All of a sudden, two of the blue-team candidates, Cory and Pete, are talking about something which has never been even so much as whispered in a national political campaign, namely, a federal gun licensing system. This is kind of like a driver’s license for gun ownership, except in this case the license will be issued by the feds. It’s still something of a halfway house, because such a procedure wouldn’t require gun owners to register their guns. On the other hand, if you combine national gun licensing with universal background checks (UCB) you’re almost there. Not quite, but at least almost.

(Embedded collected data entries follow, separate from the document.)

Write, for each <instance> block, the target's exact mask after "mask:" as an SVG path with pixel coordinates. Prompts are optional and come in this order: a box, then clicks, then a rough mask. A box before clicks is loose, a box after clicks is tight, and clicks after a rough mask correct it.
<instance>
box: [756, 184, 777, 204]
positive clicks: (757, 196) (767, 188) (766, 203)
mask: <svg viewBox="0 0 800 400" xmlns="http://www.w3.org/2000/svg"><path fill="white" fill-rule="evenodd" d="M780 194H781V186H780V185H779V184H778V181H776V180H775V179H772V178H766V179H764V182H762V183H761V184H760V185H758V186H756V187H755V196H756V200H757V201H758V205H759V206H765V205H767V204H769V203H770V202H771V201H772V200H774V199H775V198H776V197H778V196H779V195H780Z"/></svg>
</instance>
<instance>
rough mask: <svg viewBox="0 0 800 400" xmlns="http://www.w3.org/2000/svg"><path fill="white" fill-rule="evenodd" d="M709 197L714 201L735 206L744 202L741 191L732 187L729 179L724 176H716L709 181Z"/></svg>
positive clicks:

All of this new-found political concern about gun violence should be a sweet tune to the ears of gun-control advocates and advocacy groups, but I’m not so sure. In fact, in the process of moving from being marginal to central in the gun debate compared to the ‘other’ side, there’s a good chance that this transition may provoke splits and arguments within the gun-control movement itself. After all, when nobody’s listening, it doesn’t really matter whether this group agrees with that group. But when every gun-control group now finds itself being heard and can use its new-found voice to grow its influence and organizational strength, all of a sudden the last thing you want to do is sound like everyone else.
Last week our friends at Everytown announced they were sending a questionnaire to all Presidential candidates asking them where they stand on 18 different gun issues: background checks, assault weapon bans, the usual gun-control things. One of the questions they did not ask was where candidates stood on pre-purchase gun licensing, which is known as permit-to-purchase, i.e., PTP. The reason this question wasn’t on the Everytown list is because, according to John Feinblatt who runs Everytown, PTP procedures, including Corey’s idea for a national licensing system, “has not been fully researched and proven to have public support.” This statement immediately drew criticism from some self-appointed gun experts in the gun-control community, who are now lining up behind a PTP law that was recently introduced.

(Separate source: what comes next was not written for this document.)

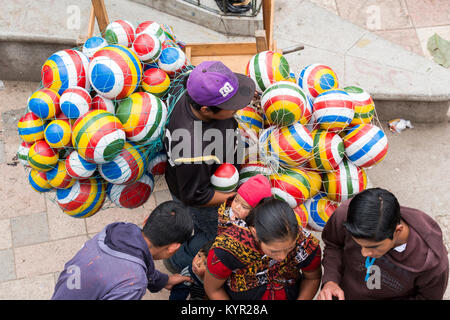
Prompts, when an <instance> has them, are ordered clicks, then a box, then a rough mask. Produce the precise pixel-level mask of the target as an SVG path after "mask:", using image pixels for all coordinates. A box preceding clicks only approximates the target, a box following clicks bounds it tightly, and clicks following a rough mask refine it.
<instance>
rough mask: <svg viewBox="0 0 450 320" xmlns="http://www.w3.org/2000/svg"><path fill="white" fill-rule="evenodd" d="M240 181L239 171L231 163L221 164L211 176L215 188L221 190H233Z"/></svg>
mask: <svg viewBox="0 0 450 320" xmlns="http://www.w3.org/2000/svg"><path fill="white" fill-rule="evenodd" d="M238 183H239V172H238V170H237V169H236V167H235V166H233V165H232V164H230V163H223V164H221V165H220V166H219V167H218V168H217V170H216V171H215V172H214V174H213V175H212V176H211V184H212V186H213V188H214V189H216V190H217V191H221V192H232V191H233V190H234V189H236V187H237V185H238Z"/></svg>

Except there’s only one little problem with the gun-control activists who think they can support PTP to increase their own presence while taking Everytown down a peg or two. When it comes to whether or not PTP‘s value has been shown true through evidence-based research, Feinblatt’s hesitation happens to be correct. The PTP procedures haven’t been fully researched, partly because the definition of PTP happens to differ significantly from state to state. In New Jersey, every separate purchase of a handgun requires approval from the cops. In Connecticut, you get one license from the state police whether you buy a gun or not. The fact that Connecticut’s homicide rate is lower than other comparable states without a PTP process doesn’t mean the difference is due to PTP. Possible? Yes. Definitive? Absolutely no. At least not yet.
The PTP bill just filed by Congressman Raskin (D-MD) authorizes the Department of Justice to make grants to states that enact some kind of PTP law which will only allow handguns to be purchased if the applicant passes a background check with fingerprints and is 21 years or older. The bill, however, does not require any licensing authority to determine whether the applicant really needs to own a handgun, the whole point of PTP being that the cops should get to decide the fitness of handgun owners based on something more than whether they can pass a background check.
Before gun-control advocates jump on the PTP bandwagon, they might take the trouble to understand how PTP laws work and don’t work. On the other hand, making your voice louder in any advocacy community doesn’t necessarily require that what you say bears any relationship to the truth. If you yell loud enough, someone will respond and join your parade. Trump proves that one true every day.